A: I believe that all of the above which to be a part of this new industry. None of them think “this isn’t for us”. In some way or another, all of them are ready to participate in this new world and if this current industry is able to organize itself and generate the necessary conditions, all of this will take place much more quickly. Personally, I think this process will most likely be fast than slow. Take countries like Switzerland, they have created regulatory environments extremely favorable and where nowadays it is possible to build an ecosystem with all the safety and regulation of a traditional industry.
Q: Can you tell us about your crypto digital education platform in Brazil?
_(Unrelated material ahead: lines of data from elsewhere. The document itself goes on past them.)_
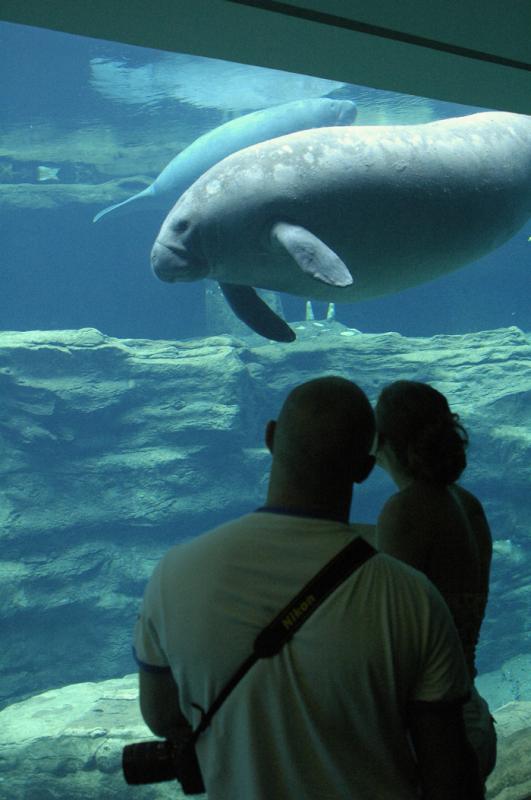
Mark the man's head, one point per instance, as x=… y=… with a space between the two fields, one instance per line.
x=322 y=439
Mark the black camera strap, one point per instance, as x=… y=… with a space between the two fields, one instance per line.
x=280 y=630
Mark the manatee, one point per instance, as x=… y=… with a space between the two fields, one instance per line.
x=241 y=132
x=345 y=214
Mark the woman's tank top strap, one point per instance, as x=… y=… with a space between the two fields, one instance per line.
x=467 y=609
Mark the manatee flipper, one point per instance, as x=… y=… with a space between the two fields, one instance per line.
x=312 y=255
x=252 y=310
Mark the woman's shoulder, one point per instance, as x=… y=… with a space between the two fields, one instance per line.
x=469 y=501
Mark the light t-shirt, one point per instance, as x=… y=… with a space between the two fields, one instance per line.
x=325 y=718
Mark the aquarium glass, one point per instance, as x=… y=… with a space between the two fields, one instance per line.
x=132 y=409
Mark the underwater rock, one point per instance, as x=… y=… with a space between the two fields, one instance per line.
x=68 y=742
x=511 y=779
x=112 y=450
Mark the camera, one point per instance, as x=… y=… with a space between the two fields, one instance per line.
x=156 y=761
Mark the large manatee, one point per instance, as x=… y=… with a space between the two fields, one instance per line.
x=344 y=214
x=241 y=132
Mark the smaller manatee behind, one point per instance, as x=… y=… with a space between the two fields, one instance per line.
x=226 y=139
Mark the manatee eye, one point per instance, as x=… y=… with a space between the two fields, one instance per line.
x=182 y=226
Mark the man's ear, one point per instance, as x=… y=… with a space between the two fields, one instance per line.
x=362 y=472
x=269 y=436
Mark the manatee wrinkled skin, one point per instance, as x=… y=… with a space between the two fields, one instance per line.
x=387 y=206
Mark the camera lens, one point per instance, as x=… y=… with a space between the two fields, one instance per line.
x=148 y=762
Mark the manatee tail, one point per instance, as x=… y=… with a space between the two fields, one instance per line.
x=145 y=193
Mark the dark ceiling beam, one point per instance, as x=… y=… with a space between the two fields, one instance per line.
x=301 y=41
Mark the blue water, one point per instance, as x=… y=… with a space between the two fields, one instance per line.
x=61 y=271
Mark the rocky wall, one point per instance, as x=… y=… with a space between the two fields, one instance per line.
x=112 y=450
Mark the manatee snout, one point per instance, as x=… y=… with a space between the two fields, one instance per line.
x=173 y=261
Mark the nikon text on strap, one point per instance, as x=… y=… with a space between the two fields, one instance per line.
x=272 y=638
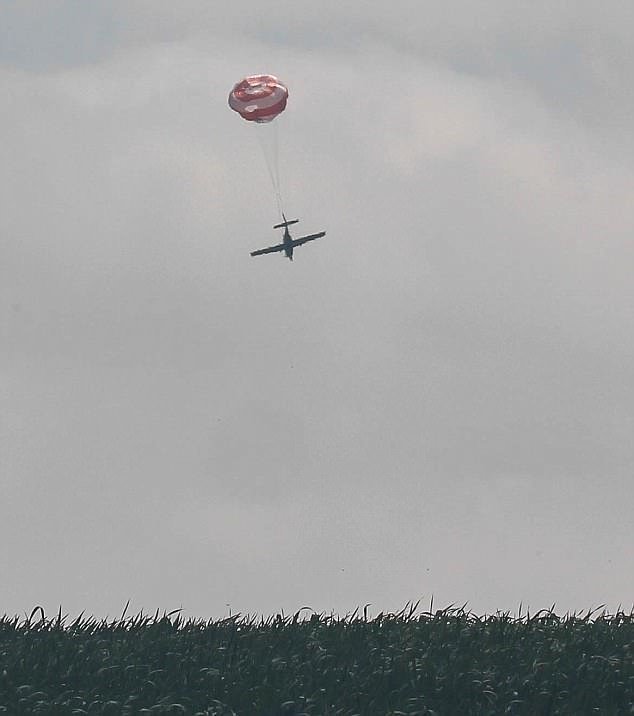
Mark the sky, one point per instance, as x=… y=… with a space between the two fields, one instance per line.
x=434 y=402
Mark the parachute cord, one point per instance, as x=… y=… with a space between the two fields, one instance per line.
x=268 y=139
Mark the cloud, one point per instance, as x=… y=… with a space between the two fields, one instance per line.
x=444 y=382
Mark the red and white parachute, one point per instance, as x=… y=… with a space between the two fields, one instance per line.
x=260 y=99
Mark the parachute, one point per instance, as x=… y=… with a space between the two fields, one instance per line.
x=260 y=99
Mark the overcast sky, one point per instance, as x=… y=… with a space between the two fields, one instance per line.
x=434 y=400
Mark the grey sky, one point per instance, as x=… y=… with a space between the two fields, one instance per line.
x=436 y=399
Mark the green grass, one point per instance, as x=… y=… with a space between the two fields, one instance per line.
x=450 y=662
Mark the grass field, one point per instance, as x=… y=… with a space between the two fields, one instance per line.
x=449 y=662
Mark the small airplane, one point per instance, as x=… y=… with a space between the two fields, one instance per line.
x=288 y=243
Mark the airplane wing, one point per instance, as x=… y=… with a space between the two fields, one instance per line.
x=269 y=250
x=311 y=237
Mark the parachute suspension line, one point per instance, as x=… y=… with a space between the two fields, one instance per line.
x=268 y=139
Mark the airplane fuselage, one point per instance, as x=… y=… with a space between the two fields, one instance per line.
x=288 y=243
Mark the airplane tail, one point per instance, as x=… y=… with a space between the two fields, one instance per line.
x=285 y=223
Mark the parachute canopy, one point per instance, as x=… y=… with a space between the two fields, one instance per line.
x=258 y=98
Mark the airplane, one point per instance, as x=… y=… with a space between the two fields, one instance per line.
x=288 y=243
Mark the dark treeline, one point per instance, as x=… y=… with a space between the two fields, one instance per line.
x=447 y=662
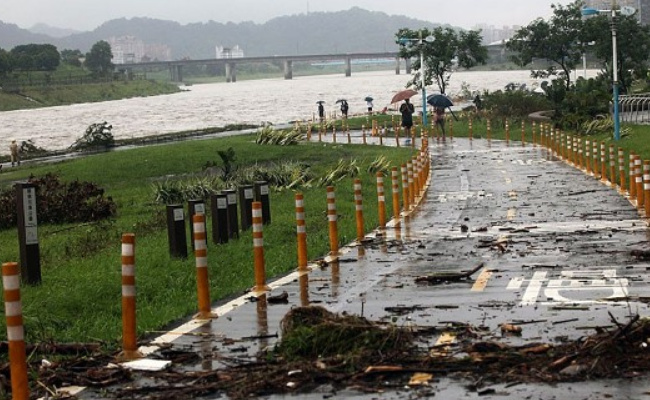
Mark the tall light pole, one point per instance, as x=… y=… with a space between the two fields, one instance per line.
x=421 y=42
x=586 y=11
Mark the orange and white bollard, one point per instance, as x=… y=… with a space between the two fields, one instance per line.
x=381 y=200
x=301 y=232
x=489 y=130
x=395 y=187
x=646 y=187
x=621 y=169
x=638 y=176
x=594 y=155
x=409 y=178
x=332 y=221
x=358 y=209
x=588 y=156
x=201 y=256
x=15 y=331
x=471 y=130
x=405 y=189
x=258 y=248
x=632 y=191
x=129 y=337
x=603 y=163
x=612 y=166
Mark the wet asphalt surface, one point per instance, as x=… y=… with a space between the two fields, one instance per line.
x=555 y=244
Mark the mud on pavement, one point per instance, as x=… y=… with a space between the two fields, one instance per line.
x=519 y=276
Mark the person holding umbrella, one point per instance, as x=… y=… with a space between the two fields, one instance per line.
x=407 y=109
x=369 y=104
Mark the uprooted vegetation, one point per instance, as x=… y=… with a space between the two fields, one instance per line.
x=343 y=351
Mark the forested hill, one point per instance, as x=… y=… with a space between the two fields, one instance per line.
x=354 y=30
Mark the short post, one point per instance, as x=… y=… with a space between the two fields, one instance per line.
x=30 y=256
x=301 y=232
x=129 y=337
x=332 y=221
x=262 y=194
x=405 y=189
x=632 y=191
x=219 y=208
x=646 y=187
x=15 y=331
x=638 y=176
x=201 y=257
x=258 y=249
x=233 y=219
x=621 y=169
x=246 y=198
x=194 y=207
x=612 y=166
x=395 y=184
x=358 y=209
x=176 y=231
x=381 y=200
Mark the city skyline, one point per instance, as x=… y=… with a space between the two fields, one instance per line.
x=89 y=14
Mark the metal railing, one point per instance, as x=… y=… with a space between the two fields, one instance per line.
x=635 y=108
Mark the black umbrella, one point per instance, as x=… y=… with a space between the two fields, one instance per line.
x=439 y=100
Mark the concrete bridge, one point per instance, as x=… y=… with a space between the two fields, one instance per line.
x=176 y=67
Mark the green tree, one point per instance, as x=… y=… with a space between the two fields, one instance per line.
x=36 y=57
x=633 y=43
x=557 y=40
x=6 y=64
x=441 y=48
x=72 y=57
x=98 y=60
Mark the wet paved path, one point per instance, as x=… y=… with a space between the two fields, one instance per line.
x=555 y=244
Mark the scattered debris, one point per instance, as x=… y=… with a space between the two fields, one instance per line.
x=444 y=277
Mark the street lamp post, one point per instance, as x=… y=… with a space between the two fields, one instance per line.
x=586 y=11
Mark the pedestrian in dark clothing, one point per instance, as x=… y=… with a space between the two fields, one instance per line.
x=407 y=109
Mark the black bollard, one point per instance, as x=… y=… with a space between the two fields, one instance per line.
x=219 y=209
x=176 y=231
x=233 y=223
x=30 y=259
x=246 y=198
x=262 y=195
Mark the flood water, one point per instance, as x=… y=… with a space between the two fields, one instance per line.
x=215 y=105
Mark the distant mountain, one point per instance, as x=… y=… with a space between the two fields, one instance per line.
x=11 y=36
x=52 y=30
x=354 y=30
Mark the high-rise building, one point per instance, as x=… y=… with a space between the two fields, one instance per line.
x=642 y=7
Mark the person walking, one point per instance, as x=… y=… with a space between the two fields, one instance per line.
x=440 y=120
x=407 y=109
x=15 y=154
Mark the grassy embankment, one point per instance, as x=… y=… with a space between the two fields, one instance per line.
x=79 y=298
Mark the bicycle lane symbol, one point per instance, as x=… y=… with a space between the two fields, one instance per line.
x=586 y=287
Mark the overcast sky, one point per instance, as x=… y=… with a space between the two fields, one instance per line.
x=88 y=14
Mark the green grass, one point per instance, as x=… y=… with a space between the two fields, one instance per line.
x=79 y=298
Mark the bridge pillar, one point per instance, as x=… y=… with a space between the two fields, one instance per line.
x=231 y=72
x=288 y=69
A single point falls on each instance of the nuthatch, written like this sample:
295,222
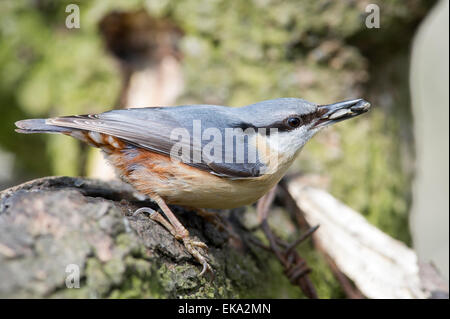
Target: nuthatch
201,156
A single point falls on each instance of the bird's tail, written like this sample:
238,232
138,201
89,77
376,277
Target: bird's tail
39,126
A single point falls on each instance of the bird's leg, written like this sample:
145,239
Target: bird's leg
179,232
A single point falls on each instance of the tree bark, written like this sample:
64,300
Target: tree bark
51,227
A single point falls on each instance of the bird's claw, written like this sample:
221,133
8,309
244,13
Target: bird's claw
192,247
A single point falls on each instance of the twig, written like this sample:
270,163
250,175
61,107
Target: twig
295,267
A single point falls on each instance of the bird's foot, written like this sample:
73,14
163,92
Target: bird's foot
194,247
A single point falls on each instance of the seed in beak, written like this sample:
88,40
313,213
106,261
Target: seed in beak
339,113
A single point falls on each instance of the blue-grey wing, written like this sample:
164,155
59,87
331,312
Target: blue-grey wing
182,132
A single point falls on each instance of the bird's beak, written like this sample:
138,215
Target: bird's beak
336,112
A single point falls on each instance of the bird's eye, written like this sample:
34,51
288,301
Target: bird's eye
294,122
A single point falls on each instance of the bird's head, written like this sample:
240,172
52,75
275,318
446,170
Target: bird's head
297,120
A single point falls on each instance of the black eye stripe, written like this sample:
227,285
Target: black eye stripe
283,126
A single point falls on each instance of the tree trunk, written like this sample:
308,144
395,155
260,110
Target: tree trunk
53,229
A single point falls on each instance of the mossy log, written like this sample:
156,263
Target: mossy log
51,225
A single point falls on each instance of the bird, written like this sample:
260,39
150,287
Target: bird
201,156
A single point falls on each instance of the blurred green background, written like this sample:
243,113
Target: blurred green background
232,53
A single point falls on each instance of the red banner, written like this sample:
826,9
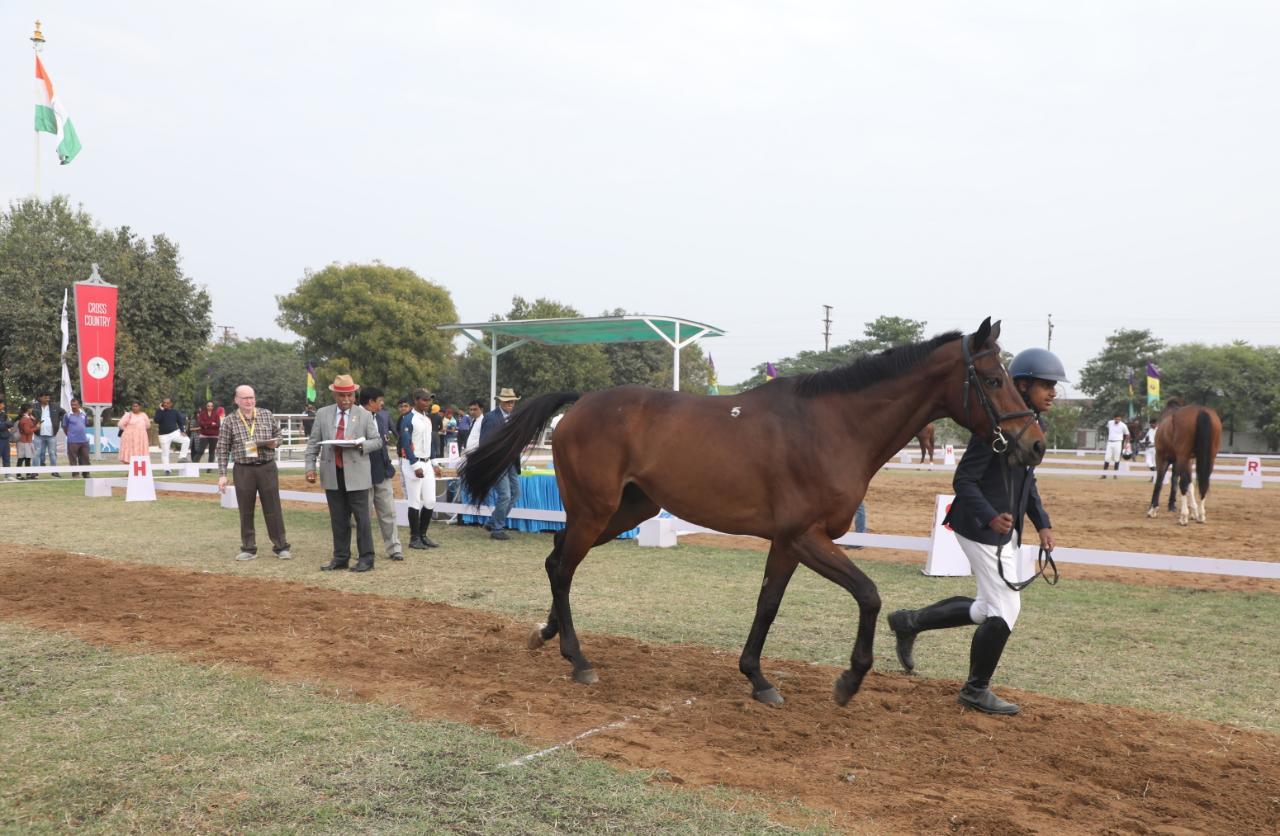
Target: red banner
95,341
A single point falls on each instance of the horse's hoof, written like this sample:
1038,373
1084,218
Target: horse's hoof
535,638
769,697
845,688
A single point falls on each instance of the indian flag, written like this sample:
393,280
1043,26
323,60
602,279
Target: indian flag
51,118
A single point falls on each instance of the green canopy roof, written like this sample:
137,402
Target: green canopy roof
580,330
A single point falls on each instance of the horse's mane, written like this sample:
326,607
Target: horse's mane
871,369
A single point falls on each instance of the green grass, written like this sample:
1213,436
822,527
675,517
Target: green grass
1206,654
114,741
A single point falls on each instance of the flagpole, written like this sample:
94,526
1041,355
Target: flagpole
37,42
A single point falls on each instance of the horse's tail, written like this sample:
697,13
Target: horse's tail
490,460
1203,443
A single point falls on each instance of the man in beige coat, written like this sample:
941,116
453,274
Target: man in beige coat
342,437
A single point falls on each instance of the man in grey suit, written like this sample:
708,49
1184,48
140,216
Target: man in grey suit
344,471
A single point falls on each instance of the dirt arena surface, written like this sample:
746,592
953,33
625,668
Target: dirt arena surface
901,758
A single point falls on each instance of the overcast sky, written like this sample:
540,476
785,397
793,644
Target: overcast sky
741,164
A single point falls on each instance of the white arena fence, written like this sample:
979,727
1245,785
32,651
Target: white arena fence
666,530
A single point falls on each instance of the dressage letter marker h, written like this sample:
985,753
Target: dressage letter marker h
142,484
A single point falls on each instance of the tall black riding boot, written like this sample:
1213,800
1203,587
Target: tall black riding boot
415,542
988,643
905,624
424,522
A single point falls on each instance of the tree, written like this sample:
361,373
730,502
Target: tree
163,316
1235,379
881,333
274,369
373,321
1105,378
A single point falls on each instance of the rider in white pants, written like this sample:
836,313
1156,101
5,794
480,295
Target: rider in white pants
419,473
1116,432
992,497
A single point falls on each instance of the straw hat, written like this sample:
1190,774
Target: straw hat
343,383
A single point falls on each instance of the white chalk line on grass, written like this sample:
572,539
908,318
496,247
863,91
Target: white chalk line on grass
590,732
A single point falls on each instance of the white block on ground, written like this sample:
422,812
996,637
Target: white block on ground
657,533
142,484
945,556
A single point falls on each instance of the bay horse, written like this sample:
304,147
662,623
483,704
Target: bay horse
926,438
787,461
1185,433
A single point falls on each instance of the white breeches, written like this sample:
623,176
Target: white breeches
993,597
419,490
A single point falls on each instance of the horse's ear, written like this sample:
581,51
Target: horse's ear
979,337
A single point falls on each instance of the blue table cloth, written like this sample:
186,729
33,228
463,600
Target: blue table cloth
535,492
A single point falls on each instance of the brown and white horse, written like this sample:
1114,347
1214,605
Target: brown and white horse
1185,433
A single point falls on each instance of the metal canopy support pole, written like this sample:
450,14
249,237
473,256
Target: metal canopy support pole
676,345
493,360
675,361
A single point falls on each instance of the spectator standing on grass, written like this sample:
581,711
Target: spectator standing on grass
76,425
172,428
1118,432
451,432
49,418
464,426
437,430
133,433
344,471
992,499
27,428
475,411
250,437
5,434
508,484
419,471
382,497
209,425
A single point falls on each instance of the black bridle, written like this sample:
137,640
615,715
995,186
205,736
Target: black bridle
1000,443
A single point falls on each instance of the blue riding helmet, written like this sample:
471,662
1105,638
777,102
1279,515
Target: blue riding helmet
1040,364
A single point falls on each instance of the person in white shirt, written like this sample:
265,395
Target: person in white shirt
1150,444
476,414
1116,432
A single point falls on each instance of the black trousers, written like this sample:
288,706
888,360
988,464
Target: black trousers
342,506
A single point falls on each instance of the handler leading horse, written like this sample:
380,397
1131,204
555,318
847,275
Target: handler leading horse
1185,433
787,461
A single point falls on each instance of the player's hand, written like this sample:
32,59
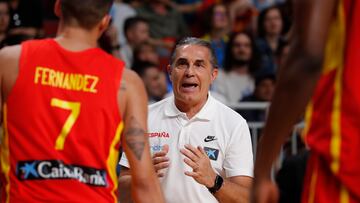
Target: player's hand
198,160
264,191
160,160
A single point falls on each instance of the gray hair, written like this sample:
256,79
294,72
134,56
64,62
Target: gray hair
194,41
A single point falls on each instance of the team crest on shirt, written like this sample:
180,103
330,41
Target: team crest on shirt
212,153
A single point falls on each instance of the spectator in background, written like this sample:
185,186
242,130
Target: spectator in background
146,52
217,21
136,30
270,41
243,16
166,24
109,41
26,18
236,81
263,4
4,20
121,11
154,80
264,89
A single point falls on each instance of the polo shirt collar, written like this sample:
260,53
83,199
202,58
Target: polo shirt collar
206,112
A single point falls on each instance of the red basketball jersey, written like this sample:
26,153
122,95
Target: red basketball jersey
62,126
333,115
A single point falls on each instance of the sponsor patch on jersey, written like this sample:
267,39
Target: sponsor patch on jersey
56,169
159,134
212,153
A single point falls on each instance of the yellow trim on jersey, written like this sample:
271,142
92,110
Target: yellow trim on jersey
113,158
344,195
5,155
335,57
313,182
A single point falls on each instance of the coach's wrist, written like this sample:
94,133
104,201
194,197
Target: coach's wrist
211,180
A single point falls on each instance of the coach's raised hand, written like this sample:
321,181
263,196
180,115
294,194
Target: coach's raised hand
198,160
161,161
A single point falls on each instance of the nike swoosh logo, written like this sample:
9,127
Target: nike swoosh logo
209,139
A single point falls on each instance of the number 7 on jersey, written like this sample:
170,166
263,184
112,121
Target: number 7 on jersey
74,107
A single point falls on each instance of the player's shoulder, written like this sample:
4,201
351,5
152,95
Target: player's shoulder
10,52
9,56
226,112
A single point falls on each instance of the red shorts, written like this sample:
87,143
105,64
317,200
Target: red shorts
321,186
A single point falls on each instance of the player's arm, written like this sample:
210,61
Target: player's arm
9,57
297,79
144,183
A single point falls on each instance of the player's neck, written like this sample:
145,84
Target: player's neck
76,39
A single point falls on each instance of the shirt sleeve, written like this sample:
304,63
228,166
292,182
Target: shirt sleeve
239,155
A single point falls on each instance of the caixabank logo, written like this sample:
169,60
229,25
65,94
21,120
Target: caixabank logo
56,169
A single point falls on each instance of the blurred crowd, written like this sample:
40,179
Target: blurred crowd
249,37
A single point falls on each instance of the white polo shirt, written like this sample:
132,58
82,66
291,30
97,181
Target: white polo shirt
222,132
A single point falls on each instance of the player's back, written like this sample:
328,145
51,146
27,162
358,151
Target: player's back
334,112
62,126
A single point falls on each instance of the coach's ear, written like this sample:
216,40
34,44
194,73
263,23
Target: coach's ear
57,8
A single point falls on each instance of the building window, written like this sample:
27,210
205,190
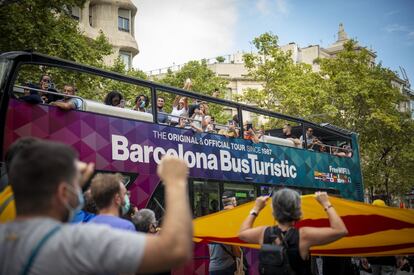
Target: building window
75,13
126,58
412,108
229,94
90,16
123,20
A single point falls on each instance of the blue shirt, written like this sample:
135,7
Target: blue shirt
82,216
114,222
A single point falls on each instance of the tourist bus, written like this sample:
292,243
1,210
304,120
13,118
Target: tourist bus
122,140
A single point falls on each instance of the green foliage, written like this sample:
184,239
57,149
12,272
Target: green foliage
350,91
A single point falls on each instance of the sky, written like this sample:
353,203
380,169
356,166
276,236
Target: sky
175,32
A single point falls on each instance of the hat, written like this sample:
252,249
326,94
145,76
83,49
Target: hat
378,202
228,194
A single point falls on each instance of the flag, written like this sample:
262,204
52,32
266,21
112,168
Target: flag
373,230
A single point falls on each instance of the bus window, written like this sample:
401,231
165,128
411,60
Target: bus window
243,192
320,139
206,196
278,131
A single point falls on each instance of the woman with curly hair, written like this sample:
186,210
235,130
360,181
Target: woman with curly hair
287,211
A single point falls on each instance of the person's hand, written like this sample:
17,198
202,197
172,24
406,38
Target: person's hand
260,203
322,198
86,170
172,170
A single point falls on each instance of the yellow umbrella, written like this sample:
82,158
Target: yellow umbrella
373,230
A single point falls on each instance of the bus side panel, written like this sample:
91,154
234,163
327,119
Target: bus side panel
124,145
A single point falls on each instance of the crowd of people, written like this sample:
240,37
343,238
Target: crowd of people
184,115
46,178
99,231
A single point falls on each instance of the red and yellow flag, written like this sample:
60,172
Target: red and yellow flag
373,230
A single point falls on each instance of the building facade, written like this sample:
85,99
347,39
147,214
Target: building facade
233,70
116,20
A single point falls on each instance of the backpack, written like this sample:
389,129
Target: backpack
273,258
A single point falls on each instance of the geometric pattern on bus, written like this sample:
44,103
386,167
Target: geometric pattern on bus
90,135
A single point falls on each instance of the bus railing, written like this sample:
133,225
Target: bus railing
23,58
97,107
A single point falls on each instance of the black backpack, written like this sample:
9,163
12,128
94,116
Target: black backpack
273,258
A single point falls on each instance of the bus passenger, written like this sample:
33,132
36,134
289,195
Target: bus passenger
287,211
114,98
231,130
162,117
209,124
249,133
180,109
48,172
68,103
188,84
141,103
111,199
311,140
31,95
198,124
287,134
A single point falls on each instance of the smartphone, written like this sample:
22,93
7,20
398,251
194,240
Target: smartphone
122,103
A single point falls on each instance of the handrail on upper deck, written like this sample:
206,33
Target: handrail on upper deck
35,58
41,59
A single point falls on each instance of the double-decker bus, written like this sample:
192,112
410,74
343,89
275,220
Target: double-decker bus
130,142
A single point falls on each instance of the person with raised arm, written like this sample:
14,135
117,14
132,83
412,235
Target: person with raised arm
286,204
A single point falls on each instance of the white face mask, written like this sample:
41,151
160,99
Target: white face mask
81,201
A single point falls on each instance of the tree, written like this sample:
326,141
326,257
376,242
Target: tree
353,93
47,27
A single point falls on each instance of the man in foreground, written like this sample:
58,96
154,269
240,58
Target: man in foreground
111,199
45,179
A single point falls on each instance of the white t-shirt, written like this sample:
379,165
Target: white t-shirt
177,113
73,249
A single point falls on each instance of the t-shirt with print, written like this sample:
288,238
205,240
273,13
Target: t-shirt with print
114,222
73,249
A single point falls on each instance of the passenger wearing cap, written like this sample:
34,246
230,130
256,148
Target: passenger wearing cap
222,256
141,103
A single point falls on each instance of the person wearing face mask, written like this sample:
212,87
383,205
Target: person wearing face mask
145,221
112,200
46,178
141,103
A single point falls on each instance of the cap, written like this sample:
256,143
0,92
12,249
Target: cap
378,202
227,194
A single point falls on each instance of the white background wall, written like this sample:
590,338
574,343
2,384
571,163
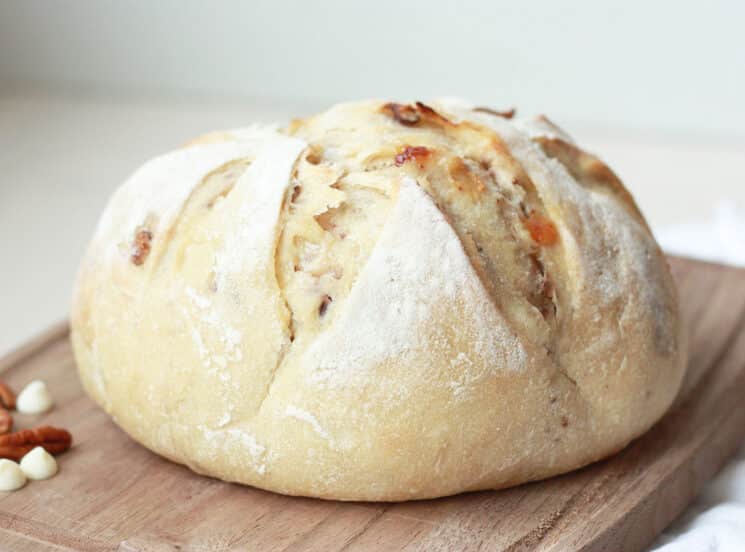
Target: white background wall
675,65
A: When in 2014 I began to express interest in Bitcoin, many of the words and expressions sounded foreign to me. As I did not have any knowledge in the area of IT, this required a lot of exploring and studying. Additionally, almost all the information available was in English, which made it even more challenging for non-English speakers to access it. Therefore, I decided to create a blog with the aim of introducing this world in a very clear way to the Portuguese-speaking community. This blog ended up becoming 100% educational and currently, it is possible to find tutorials, guides and analysis of almost all-important things within the crypto would, always expressed out clearly in Portuguese
Q: Utility tokens and security tokens, how do you see the industry going?
A: From my point of view, tokens are neither security nor utility. Like almost everything in this industry, tokens are a new thing and is not easy to adapt it to the existing framework and determine what it is. It’s urgent to ask for specific regulation and not try to adapt the existing one like is being done. Anyway I think the industry should and will put the focus on the utility side until we don´t have different regulation for it.
Q: How do you see the crypto exchanges challenges, from liquidity, custodian and what is necessary to push the industry to maturity?
A: The institutional side in this industry is virtually nonexistent and the game changer will be when it arrives into this market. One of the key players for that to happen are exactly the exchanges. Almost all the most known and largest exchanges in the world are focusing on retail clients or small to medium traders. Projects focusing Institutional are necessary and It´s important to involve all the players like custodians, prime brokers, managers, funds administrators, clearing houses etc on this. This industry can learn a lot from OTC markets for example.
This can be solved, by creating marketplaces on friendly jurisdictions. Those marketplaces would join all the different players allowing at the same time not only the development of the institutional business but also creating a safer environment for the retail exchanges.